The first Friday of my holidays began bright and early with school assembly. (yes, I know… but it was their last day of term.)
I talked about how we value things and why — building on the story of Anne Frank’s tree, which has had a sudden reprieve from the ax, while people look for ways to prop her up and kill the fungus that makes her a danger.
And by way of illustration I brought in three things for them to pass round:
- a Tangle –a shiny plastic toy to play with
- a holding cross
- a small stone
The question was: what gives Anne Frank’s tree worth? Is it because of what it is, what it looks like, how it moves (the Tangle). Is it because of what it symbolizes — hope and beauty in the midst of one girl’s fear and darkness (the cross). Or is it because of the story we tell about it (the stone, given to me by a very dear old man in my ‘home’ congregation).
I hate the thought of that tree being propped up and held together and denied a peaceful death. Far better to let it go, and to act on the earlier plan of grafting a bit of it into new life, so a sign of hope remains. But I didn’t want to tell them that. They had to decide for themselves.

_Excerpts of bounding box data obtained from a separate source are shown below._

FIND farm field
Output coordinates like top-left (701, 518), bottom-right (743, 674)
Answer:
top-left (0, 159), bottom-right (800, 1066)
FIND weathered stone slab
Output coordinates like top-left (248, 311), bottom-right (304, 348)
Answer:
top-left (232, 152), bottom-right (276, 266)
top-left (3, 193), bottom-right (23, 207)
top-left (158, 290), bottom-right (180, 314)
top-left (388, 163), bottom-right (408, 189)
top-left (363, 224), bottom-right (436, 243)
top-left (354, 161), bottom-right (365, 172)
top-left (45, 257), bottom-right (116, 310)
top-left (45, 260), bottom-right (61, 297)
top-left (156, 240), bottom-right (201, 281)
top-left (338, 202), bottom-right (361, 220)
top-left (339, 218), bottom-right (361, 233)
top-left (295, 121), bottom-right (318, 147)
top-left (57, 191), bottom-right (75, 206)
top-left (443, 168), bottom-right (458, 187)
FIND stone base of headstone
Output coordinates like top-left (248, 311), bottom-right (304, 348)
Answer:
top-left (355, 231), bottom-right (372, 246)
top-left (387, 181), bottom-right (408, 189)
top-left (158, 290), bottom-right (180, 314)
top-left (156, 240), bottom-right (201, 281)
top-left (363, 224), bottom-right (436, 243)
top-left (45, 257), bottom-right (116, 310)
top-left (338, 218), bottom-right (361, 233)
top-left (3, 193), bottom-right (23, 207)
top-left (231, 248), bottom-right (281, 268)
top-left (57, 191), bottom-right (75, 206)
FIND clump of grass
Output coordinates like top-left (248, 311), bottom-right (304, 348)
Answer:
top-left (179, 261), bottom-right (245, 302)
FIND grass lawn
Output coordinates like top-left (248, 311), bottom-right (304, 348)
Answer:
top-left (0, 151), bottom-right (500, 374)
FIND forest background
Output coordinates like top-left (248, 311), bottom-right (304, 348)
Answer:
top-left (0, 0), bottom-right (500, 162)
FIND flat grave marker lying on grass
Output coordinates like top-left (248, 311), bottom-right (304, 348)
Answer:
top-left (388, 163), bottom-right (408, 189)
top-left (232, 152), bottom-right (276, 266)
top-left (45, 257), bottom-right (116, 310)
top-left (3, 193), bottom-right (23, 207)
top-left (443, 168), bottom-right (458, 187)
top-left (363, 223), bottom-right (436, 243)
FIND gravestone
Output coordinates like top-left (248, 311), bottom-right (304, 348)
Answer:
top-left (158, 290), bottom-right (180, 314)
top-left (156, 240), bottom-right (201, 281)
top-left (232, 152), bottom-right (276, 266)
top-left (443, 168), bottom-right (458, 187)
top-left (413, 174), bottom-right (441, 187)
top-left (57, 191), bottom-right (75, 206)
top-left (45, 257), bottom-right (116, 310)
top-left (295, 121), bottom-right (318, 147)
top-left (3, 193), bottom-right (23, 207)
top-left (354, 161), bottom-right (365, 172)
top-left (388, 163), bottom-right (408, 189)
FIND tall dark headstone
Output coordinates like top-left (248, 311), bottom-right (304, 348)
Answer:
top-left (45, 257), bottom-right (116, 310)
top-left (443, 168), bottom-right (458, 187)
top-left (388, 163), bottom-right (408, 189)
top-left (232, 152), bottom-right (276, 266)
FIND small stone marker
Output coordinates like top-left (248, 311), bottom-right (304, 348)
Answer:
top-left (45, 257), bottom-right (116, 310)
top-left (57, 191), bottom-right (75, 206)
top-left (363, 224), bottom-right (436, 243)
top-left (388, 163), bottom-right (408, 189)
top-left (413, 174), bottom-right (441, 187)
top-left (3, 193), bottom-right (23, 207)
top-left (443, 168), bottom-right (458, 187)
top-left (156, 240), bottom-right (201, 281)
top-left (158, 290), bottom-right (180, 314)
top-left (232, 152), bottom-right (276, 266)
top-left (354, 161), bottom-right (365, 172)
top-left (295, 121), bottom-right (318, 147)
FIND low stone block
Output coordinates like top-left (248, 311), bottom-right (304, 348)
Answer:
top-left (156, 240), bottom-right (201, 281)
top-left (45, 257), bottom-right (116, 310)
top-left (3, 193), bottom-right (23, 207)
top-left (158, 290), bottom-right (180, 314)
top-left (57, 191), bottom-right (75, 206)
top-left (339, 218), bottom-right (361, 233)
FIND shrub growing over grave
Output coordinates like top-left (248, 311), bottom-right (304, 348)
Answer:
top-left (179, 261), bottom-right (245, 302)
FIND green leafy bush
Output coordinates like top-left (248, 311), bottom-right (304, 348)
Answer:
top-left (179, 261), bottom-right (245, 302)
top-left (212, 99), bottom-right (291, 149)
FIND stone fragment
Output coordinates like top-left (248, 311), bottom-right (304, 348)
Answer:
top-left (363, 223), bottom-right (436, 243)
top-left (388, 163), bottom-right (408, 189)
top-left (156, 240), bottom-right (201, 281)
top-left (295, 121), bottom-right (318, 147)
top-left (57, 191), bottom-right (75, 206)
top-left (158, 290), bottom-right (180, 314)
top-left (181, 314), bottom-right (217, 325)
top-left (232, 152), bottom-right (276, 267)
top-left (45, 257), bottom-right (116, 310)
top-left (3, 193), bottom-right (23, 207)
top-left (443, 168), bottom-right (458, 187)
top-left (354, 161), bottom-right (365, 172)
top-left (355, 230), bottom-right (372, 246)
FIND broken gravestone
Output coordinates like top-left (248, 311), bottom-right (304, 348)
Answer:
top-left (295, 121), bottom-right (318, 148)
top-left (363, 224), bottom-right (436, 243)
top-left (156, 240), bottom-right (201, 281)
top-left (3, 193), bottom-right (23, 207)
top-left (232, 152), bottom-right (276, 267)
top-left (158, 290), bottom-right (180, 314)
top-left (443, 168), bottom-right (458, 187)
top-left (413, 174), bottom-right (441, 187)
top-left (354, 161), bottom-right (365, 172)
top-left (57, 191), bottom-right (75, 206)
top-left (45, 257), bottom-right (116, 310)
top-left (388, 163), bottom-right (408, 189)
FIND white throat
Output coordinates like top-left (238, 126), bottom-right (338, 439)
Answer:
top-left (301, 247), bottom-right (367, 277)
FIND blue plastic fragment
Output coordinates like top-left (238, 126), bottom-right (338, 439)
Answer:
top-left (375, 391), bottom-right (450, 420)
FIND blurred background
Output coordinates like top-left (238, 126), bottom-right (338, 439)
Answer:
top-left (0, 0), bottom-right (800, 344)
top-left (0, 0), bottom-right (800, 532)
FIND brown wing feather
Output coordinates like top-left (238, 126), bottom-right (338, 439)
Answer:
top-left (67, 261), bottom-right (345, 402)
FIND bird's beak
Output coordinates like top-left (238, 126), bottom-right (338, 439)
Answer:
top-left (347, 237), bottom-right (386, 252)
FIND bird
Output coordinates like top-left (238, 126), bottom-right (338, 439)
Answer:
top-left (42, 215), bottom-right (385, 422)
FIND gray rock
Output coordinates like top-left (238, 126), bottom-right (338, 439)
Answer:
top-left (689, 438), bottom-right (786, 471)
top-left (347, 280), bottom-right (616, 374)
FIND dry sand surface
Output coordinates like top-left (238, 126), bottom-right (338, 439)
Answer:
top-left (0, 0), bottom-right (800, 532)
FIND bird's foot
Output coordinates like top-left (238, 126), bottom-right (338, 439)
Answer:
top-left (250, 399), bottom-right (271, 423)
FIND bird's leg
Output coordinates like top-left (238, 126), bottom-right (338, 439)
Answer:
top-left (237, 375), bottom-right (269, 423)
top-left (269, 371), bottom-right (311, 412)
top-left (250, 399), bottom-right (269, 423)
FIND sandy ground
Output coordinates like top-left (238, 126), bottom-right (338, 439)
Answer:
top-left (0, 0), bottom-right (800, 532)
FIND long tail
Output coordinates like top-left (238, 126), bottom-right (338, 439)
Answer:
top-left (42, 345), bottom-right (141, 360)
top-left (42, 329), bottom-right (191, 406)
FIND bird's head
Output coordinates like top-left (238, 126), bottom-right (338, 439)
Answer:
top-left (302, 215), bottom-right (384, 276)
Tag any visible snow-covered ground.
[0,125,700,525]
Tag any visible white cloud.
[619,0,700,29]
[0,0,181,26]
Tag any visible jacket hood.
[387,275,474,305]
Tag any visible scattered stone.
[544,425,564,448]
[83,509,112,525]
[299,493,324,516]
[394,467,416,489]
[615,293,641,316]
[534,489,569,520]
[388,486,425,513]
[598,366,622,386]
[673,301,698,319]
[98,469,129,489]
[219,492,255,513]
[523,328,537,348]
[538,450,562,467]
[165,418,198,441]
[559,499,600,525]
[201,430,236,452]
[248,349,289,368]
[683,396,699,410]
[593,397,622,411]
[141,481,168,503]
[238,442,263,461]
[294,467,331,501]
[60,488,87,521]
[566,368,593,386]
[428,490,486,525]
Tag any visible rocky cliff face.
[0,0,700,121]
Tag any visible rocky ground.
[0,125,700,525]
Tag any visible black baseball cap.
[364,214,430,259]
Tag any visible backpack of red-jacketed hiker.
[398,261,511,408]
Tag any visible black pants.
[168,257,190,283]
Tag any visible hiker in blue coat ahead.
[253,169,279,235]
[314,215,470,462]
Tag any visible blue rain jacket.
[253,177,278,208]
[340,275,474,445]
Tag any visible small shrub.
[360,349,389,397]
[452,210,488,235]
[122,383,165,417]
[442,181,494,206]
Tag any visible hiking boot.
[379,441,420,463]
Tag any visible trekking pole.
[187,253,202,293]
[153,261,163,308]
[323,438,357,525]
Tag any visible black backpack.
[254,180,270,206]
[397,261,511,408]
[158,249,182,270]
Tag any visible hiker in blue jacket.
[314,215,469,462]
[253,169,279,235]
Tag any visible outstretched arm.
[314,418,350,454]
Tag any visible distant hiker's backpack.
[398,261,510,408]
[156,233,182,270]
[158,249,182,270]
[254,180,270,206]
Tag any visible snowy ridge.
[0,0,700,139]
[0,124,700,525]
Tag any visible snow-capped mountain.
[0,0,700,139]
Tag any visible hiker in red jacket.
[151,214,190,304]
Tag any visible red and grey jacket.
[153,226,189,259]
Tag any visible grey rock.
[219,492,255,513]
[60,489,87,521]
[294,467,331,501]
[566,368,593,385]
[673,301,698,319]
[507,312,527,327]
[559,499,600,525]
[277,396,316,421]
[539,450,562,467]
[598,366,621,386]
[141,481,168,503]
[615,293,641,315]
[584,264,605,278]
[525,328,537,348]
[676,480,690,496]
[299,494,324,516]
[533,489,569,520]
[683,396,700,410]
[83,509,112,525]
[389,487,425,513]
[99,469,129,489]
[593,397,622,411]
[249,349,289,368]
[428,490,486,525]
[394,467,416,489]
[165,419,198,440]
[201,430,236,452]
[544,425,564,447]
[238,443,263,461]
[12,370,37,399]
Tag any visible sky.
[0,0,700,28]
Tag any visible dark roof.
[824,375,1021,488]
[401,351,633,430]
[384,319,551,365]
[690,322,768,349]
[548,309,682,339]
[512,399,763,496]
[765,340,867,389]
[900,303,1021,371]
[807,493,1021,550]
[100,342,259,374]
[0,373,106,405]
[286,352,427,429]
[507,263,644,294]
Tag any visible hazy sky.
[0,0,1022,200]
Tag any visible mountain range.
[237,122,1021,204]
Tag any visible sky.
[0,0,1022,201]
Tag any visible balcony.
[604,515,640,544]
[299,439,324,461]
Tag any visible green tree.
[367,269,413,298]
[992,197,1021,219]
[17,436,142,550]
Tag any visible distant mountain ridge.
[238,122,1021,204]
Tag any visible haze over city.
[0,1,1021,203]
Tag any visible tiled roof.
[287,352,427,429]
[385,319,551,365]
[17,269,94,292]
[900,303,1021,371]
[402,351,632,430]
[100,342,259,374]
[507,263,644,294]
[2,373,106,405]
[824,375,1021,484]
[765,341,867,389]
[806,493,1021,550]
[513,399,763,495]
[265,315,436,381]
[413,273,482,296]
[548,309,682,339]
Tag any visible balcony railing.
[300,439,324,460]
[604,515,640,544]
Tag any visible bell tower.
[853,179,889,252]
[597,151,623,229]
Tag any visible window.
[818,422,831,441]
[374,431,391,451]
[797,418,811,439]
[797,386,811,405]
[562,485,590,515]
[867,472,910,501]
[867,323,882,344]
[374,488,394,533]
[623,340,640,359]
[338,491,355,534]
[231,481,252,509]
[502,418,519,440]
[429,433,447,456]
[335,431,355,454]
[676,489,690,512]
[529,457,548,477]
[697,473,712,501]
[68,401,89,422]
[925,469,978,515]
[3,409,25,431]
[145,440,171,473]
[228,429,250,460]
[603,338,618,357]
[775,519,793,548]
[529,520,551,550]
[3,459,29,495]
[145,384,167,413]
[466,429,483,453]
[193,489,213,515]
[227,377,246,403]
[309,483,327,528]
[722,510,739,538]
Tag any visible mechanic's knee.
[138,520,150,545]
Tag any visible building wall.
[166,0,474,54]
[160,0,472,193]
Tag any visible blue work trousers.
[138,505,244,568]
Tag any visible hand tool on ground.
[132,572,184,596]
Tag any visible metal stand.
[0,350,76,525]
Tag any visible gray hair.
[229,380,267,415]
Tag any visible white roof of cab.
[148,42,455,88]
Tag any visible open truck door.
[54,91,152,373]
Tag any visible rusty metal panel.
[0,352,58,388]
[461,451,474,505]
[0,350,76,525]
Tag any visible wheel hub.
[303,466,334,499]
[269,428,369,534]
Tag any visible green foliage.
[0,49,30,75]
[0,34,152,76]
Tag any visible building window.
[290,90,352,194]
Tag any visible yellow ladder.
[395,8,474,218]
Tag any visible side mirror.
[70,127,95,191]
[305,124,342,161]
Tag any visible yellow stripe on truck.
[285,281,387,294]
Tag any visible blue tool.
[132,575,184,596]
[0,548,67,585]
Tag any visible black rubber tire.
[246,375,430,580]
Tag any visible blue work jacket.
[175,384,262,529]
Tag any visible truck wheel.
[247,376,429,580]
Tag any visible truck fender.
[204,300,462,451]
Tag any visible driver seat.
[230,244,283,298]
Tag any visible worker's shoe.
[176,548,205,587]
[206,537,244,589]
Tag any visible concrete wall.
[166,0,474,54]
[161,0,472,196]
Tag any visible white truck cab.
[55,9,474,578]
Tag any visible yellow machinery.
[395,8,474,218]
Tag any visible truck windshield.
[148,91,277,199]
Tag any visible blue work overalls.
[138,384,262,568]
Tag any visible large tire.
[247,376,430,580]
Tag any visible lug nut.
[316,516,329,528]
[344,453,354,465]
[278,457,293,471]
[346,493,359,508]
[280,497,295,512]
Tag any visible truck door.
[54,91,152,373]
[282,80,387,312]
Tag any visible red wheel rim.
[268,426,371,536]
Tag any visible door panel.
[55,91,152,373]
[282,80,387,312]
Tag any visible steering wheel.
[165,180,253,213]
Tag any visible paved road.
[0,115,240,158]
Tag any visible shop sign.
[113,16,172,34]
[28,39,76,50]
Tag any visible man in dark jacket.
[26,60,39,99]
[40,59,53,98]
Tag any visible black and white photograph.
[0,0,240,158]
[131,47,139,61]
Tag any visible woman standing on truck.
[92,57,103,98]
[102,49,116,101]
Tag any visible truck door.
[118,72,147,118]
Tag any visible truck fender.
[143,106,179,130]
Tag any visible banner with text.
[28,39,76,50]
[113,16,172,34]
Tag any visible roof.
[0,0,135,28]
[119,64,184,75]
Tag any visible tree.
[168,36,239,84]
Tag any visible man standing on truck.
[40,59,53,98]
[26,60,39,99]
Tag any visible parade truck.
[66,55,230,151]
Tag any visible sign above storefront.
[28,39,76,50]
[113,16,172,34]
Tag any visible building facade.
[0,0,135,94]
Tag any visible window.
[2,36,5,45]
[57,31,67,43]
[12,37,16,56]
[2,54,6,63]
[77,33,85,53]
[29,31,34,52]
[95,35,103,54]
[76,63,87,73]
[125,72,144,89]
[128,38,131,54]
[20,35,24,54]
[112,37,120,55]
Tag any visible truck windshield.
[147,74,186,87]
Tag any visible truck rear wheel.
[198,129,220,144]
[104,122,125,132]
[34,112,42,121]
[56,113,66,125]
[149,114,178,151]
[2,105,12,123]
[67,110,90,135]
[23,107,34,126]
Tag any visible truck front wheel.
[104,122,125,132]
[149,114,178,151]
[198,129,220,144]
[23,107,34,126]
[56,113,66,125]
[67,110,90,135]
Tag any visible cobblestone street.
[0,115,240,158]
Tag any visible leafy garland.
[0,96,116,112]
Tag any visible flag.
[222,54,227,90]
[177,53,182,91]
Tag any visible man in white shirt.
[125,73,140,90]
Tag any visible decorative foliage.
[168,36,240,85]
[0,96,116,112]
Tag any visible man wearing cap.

So I just told them how I felt about the stone. How it was the story that mattered. And how, once the story has worked its way inside us, the object isn’t so important — we can let go of it, or even give it away.
And you can see, now, where this is going, can’t you?
Let me tell you, giving a small hard stone to a 13 year old boy at 9am on a Friday morning is a pure act of faith.
And much to my surprise, no one told me off for it, and no one took it off him.